The function iterates through all result files with specific ESI polarity (positive or negative) and summarizes the results, generating a new Excel file that contains the summarized information.

path = r'../Users/Desktop/my_HRMS_files/summarized_result')
all_name_index = ['site01','site02','site03','site04',...]
mode = 'pos'
result_df = pms.summarized_results_concat(path, all_name_index, mode)

Note

Parameters explanation:

• path: the path to the folder containing the summarized result files.

• all_name_index: a list of unique identifiers that represent each sample set.

• mode: the ESI polarity of the samples (‘pos’ for positive or ‘neg’ for negative).

1.6 Combining results of pos & neg

This function combined positive summarized result and negative summarized results into one final result.

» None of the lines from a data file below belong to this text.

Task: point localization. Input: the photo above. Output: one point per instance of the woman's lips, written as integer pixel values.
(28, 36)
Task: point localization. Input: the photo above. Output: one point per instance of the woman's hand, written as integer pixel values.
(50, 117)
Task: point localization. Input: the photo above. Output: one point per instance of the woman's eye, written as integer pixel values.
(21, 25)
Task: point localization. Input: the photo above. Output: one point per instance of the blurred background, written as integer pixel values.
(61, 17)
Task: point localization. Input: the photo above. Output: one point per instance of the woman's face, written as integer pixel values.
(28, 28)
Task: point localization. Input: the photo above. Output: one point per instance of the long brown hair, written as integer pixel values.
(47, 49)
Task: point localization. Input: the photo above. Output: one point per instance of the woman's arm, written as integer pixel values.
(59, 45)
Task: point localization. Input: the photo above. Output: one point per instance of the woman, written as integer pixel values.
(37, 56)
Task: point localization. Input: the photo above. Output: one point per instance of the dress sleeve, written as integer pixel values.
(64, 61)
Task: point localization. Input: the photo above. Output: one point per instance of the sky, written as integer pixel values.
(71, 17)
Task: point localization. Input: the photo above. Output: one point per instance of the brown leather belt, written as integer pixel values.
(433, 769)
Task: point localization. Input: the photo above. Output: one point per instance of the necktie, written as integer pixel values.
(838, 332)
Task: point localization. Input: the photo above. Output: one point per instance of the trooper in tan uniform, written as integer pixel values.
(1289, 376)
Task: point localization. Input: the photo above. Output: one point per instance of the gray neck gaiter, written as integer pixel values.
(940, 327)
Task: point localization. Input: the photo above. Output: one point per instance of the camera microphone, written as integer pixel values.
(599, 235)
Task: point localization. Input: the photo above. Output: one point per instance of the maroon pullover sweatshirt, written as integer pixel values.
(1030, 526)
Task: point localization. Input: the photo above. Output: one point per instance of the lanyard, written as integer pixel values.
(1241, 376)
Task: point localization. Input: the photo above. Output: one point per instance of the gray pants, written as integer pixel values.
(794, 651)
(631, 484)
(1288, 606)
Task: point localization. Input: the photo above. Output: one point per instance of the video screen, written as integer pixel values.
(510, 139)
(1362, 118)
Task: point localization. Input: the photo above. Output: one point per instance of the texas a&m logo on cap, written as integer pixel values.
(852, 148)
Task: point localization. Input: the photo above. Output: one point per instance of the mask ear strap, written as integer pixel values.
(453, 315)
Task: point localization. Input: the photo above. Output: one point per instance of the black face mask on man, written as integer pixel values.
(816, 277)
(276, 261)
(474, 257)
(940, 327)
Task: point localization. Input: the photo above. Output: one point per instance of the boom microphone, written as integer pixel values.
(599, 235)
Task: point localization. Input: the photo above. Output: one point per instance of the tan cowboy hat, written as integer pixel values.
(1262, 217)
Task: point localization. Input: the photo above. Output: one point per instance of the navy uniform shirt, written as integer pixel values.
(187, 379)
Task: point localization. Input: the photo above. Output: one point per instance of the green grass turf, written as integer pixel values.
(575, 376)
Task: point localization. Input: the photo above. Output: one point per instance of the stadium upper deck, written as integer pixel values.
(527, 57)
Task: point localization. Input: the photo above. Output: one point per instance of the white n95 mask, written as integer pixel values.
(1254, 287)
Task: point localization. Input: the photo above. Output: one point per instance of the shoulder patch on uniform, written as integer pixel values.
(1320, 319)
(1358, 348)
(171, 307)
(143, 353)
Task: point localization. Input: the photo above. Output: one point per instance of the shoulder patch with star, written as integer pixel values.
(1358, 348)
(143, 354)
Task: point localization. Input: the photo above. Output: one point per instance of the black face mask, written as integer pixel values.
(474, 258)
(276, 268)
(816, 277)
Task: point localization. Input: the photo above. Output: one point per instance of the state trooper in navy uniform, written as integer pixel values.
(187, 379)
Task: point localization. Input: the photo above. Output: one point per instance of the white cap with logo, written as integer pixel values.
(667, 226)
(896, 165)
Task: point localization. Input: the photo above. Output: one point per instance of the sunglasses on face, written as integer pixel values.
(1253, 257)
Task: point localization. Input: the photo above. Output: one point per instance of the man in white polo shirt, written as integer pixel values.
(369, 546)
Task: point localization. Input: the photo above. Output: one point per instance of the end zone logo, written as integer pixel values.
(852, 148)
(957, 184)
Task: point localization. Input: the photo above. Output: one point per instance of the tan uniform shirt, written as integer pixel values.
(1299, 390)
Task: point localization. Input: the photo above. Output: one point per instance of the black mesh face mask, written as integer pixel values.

all_df_pos = pms.summarized_results_concat(path_pos, all_name_index, 'pos')
all_df_neg = pms.summarized_results_concat(path_neg, all_name_index, 'neg')
result_df = pms.summarize_pos_neg_result(all_df_pos, all_df_neg)

Note

Parameters explanation:

• all_df_pos: summarized result of all positive files

• all_df_neg: summarized result of all negative files

NOTE

Please note that the documentation is currently a work in progress, and there is more content that is being written. I apologize for any inconvenience this may cause, but rest assured that I am continually updating the documentation to provide you with the most comprehensive guide to using PyHRMS.